I was going to ask how many of these deaths were cyclists, for example. But then I had a niggling feeling these figures are not actual deaths. Found the study and looked up the methodology, and yes, the whole thing is basically a model based on previous models using estimates for data.
Can't copy and paste the text from it, but here it is, goto: 1:2, Page 18.
https://www.scribd.com/document/271641490/King-s-College-London-report-o...
We don't really know how many people are in hospital dying from pollution and what types of lifestyles these people would have.
Shame, if our NHS was more technologically advanced with a national, well thought out database then working this stuff out should be as simple as a FOI request.
Not to discredit the study of course, it's just not able to tell me what I want. The whole thing was basically a cost analysis for transport.
I think pollution is the least of your worries cycling there.
With 9,500 premature deaths per year caused by pollution, it should be one of your greatest concerns, surely.

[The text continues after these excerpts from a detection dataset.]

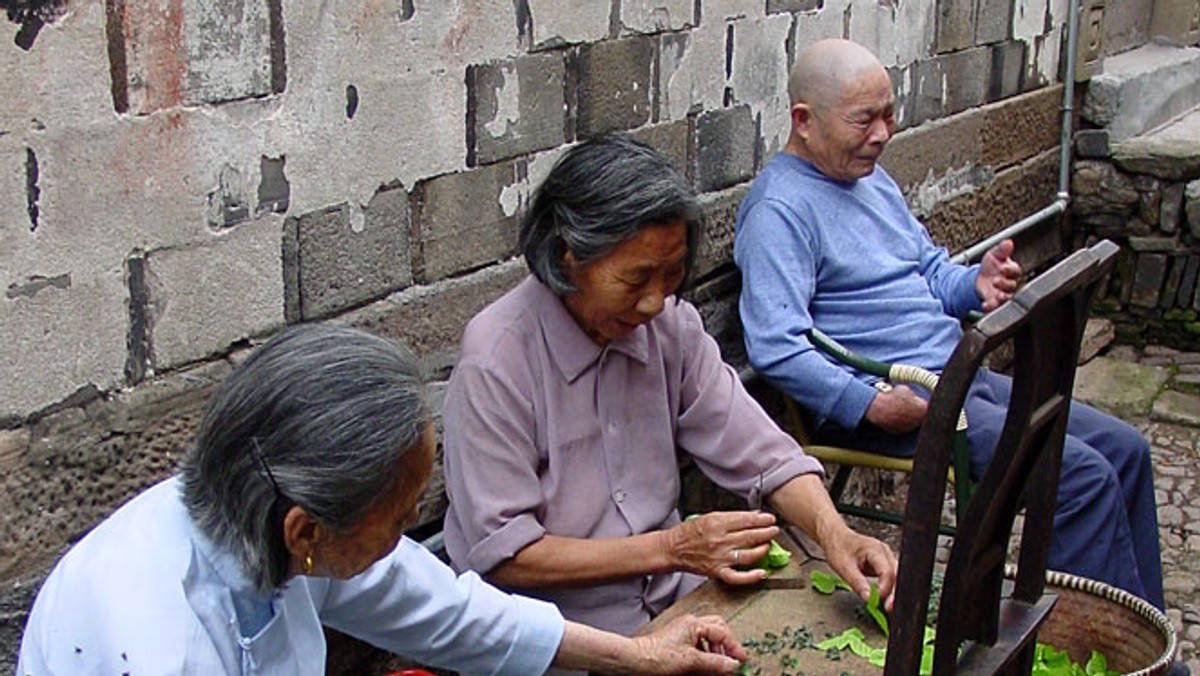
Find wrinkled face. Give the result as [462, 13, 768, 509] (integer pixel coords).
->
[805, 68, 895, 181]
[563, 220, 688, 346]
[314, 424, 437, 580]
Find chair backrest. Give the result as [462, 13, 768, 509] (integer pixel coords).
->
[884, 240, 1117, 676]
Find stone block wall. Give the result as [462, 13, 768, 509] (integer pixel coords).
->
[0, 0, 1123, 671]
[1072, 44, 1200, 351]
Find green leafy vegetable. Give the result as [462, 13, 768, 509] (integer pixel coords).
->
[758, 540, 792, 570]
[809, 570, 854, 594]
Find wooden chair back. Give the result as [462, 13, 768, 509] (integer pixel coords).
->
[884, 240, 1117, 676]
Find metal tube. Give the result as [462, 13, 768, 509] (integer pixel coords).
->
[950, 198, 1068, 264]
[950, 0, 1079, 263]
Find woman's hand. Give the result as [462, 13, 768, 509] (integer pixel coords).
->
[554, 615, 746, 674]
[665, 512, 779, 585]
[634, 615, 746, 674]
[821, 527, 898, 612]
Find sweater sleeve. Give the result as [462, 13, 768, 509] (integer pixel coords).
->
[733, 199, 875, 430]
[319, 538, 564, 676]
[910, 216, 983, 319]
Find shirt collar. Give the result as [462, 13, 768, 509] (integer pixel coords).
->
[528, 276, 650, 383]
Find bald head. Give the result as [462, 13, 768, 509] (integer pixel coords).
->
[787, 38, 883, 108]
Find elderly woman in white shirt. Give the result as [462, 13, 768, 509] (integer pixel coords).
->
[17, 327, 745, 676]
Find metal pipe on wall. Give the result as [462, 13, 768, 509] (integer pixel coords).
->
[950, 0, 1079, 263]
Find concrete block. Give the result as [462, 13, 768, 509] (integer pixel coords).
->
[1074, 357, 1170, 418]
[576, 37, 654, 138]
[696, 0, 768, 20]
[926, 150, 1058, 251]
[988, 40, 1026, 101]
[974, 0, 1015, 46]
[1183, 180, 1200, 239]
[880, 110, 984, 193]
[694, 185, 750, 279]
[620, 0, 698, 32]
[629, 120, 691, 180]
[1075, 130, 1112, 160]
[1081, 43, 1200, 143]
[0, 272, 130, 420]
[658, 22, 726, 120]
[109, 0, 282, 115]
[1103, 0, 1158, 56]
[1129, 253, 1168, 307]
[934, 0, 974, 54]
[1158, 183, 1187, 234]
[145, 216, 283, 370]
[1150, 0, 1200, 44]
[284, 189, 413, 322]
[907, 54, 948, 126]
[984, 85, 1062, 171]
[938, 47, 991, 114]
[335, 259, 528, 365]
[1013, 0, 1050, 42]
[521, 0, 612, 47]
[0, 384, 211, 586]
[767, 0, 824, 14]
[413, 161, 526, 283]
[467, 52, 566, 166]
[0, 2, 113, 126]
[728, 16, 792, 152]
[844, 0, 936, 68]
[692, 106, 758, 192]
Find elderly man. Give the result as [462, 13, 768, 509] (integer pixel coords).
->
[734, 40, 1163, 624]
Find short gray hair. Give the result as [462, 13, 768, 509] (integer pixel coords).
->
[518, 134, 703, 295]
[181, 325, 428, 591]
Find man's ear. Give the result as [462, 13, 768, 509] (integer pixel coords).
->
[283, 504, 325, 561]
[792, 103, 812, 140]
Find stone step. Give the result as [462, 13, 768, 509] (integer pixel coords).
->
[1081, 43, 1200, 143]
[1112, 108, 1200, 181]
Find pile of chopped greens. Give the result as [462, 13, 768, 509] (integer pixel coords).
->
[738, 571, 1120, 676]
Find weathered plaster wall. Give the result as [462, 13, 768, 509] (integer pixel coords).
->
[0, 0, 1128, 671]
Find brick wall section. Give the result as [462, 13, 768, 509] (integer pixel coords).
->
[0, 0, 1113, 671]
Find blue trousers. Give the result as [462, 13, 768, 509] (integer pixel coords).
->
[820, 370, 1163, 610]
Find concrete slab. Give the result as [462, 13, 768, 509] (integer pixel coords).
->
[1074, 357, 1170, 418]
[1082, 43, 1200, 142]
[1112, 108, 1200, 181]
[1150, 390, 1200, 427]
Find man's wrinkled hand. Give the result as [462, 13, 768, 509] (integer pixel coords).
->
[866, 385, 929, 435]
[667, 512, 779, 585]
[821, 527, 898, 612]
[636, 615, 746, 674]
[976, 239, 1021, 312]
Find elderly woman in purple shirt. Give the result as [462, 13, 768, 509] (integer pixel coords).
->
[444, 137, 895, 648]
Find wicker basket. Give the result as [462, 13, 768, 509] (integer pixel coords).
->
[1008, 570, 1176, 676]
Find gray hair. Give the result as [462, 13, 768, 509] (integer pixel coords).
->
[181, 325, 428, 591]
[518, 134, 703, 295]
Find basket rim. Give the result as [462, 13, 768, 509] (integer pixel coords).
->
[1004, 563, 1178, 676]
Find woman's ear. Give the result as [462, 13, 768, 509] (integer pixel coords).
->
[283, 504, 325, 561]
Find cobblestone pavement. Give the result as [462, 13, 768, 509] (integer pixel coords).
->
[1138, 421, 1200, 675]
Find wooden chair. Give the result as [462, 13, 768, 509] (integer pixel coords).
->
[884, 240, 1117, 676]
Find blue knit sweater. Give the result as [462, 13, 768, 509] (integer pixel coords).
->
[733, 152, 980, 430]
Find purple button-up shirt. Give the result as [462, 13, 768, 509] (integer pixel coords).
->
[444, 276, 822, 634]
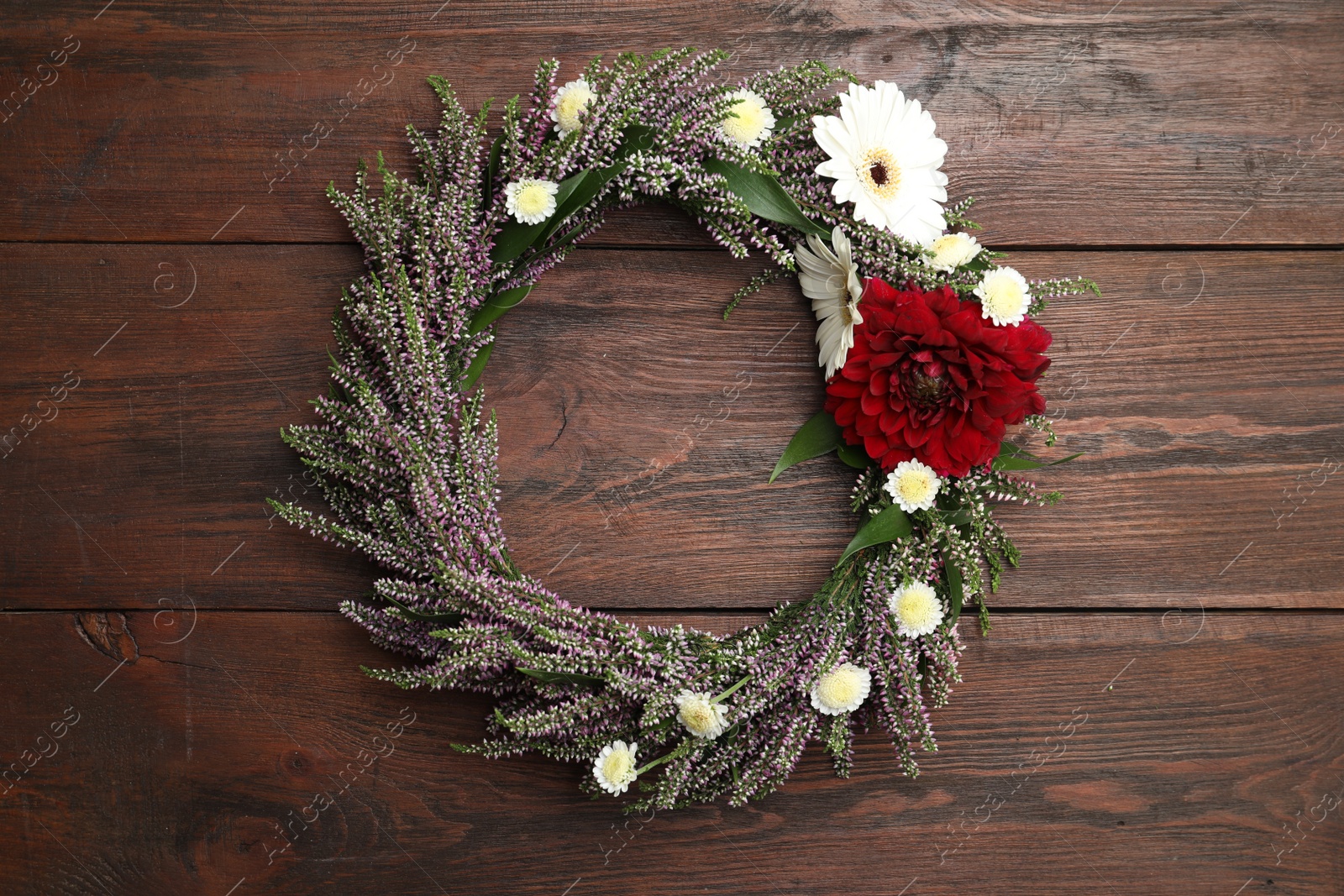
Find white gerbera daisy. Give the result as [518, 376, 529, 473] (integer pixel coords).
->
[976, 267, 1031, 327]
[811, 81, 948, 246]
[887, 582, 942, 638]
[929, 233, 981, 273]
[676, 690, 728, 740]
[811, 663, 872, 716]
[504, 177, 560, 224]
[883, 461, 942, 513]
[593, 740, 640, 794]
[551, 78, 596, 137]
[793, 227, 863, 379]
[719, 90, 774, 149]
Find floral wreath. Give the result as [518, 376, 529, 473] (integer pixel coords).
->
[273, 50, 1097, 809]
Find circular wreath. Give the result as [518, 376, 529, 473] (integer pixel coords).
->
[274, 50, 1095, 809]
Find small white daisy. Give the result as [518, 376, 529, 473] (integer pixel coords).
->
[811, 81, 948, 246]
[929, 233, 981, 273]
[719, 90, 774, 149]
[504, 177, 560, 224]
[676, 690, 728, 740]
[551, 78, 596, 137]
[885, 461, 942, 513]
[887, 582, 942, 638]
[976, 267, 1031, 327]
[811, 663, 872, 716]
[593, 740, 640, 794]
[793, 227, 863, 379]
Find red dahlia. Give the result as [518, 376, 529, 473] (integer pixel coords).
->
[825, 278, 1050, 475]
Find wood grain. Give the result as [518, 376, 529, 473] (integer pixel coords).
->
[0, 244, 1344, 609]
[0, 0, 1344, 244]
[0, 611, 1344, 896]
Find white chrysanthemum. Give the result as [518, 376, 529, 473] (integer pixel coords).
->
[811, 663, 872, 716]
[887, 582, 942, 638]
[929, 233, 981, 273]
[811, 81, 948, 246]
[793, 227, 863, 379]
[593, 740, 640, 794]
[976, 267, 1031, 327]
[719, 90, 774, 149]
[504, 177, 560, 224]
[885, 461, 942, 513]
[676, 690, 728, 740]
[551, 78, 596, 137]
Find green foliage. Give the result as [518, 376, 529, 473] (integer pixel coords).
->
[770, 411, 844, 482]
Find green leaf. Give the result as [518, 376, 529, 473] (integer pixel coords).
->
[993, 451, 1084, 470]
[491, 125, 653, 262]
[996, 442, 1037, 458]
[770, 411, 844, 482]
[491, 168, 591, 262]
[486, 134, 504, 202]
[836, 504, 912, 565]
[836, 445, 872, 470]
[517, 666, 606, 688]
[462, 343, 495, 392]
[379, 594, 462, 623]
[704, 159, 831, 238]
[466, 285, 533, 336]
[942, 553, 966, 627]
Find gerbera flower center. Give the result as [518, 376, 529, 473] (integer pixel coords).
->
[855, 146, 900, 199]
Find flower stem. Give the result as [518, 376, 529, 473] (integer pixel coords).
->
[710, 676, 751, 703]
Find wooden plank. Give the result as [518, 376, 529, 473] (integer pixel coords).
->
[0, 244, 1344, 609]
[0, 0, 1344, 244]
[0, 611, 1344, 896]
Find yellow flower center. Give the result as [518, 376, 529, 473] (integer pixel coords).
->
[896, 470, 932, 504]
[896, 589, 936, 629]
[555, 87, 593, 130]
[602, 750, 634, 784]
[855, 146, 900, 200]
[817, 666, 860, 706]
[979, 277, 1026, 326]
[723, 98, 764, 144]
[515, 184, 551, 215]
[681, 700, 717, 735]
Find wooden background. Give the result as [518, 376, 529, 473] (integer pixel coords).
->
[0, 0, 1344, 896]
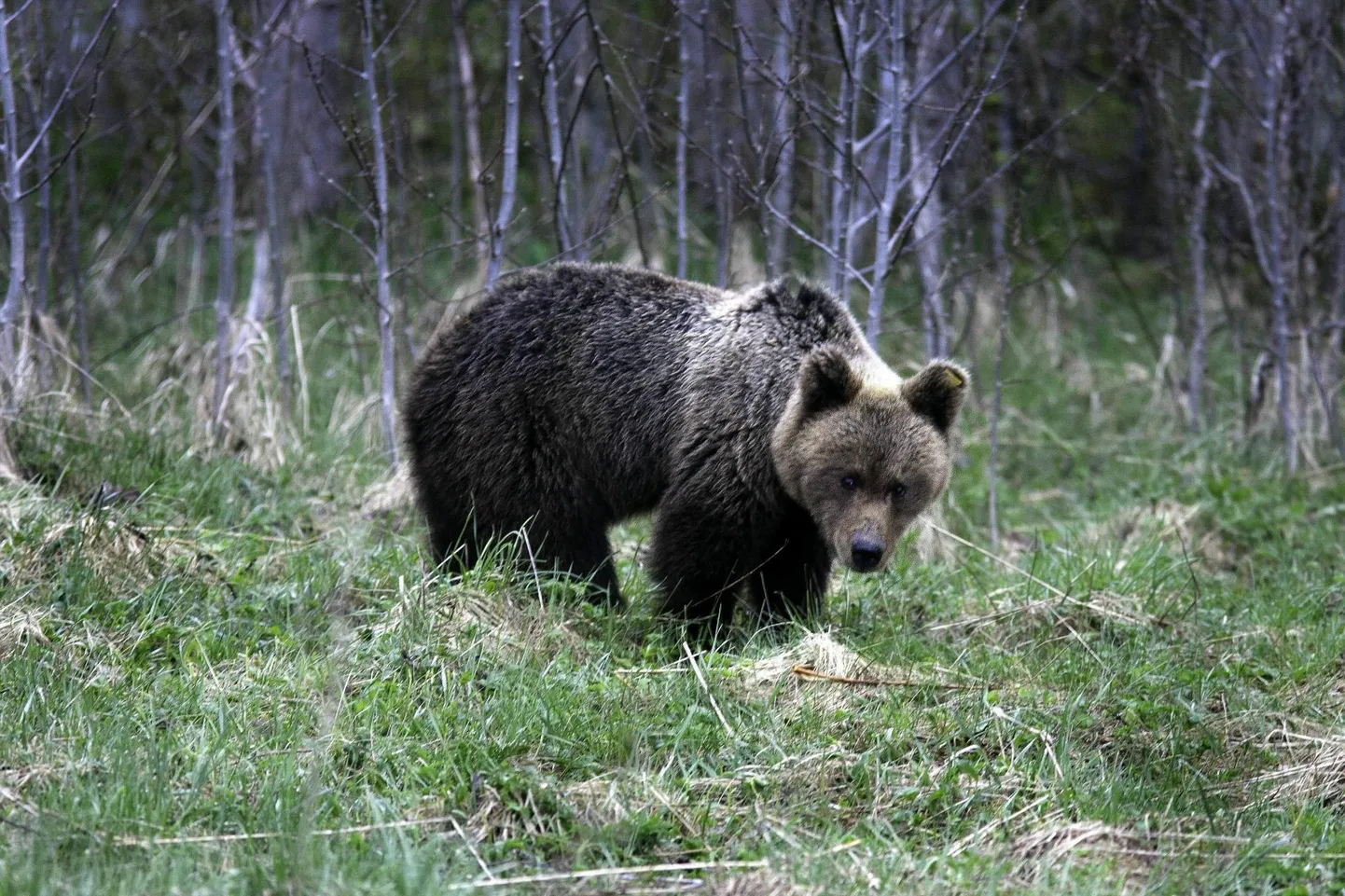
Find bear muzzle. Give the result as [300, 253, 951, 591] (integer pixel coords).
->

Just because keeping fit through cycling negates some of that risk, doesn't mean cyclists' lives aren't being foreshortened by it. Think how much longer you'd live cycling without the traffic.
Too much complacency on this issue by authorities. Even cyclists.
Sorry but I totally disagree. I am aware of the dangers of urban cycling but having taken all necessary precautions I don't feel that threatened as when an HGV, a rusty diesel passenger car or a Chelsea tractor overtakes me when going uphill. We all can feel the black breath of cancer entering in our lungs and we cannot actually do virtually anything! I have tried various types of masks and aside from their dubious results they make us look like something between aliens and chicken flu phobics and of course they are highly uncomfortable.
To me better air quality is the No 1 thing we should protest about...
You forgot buses and black cabs - Oxford Street has just about the worst air in London and is more or less the exclusive preserve of them.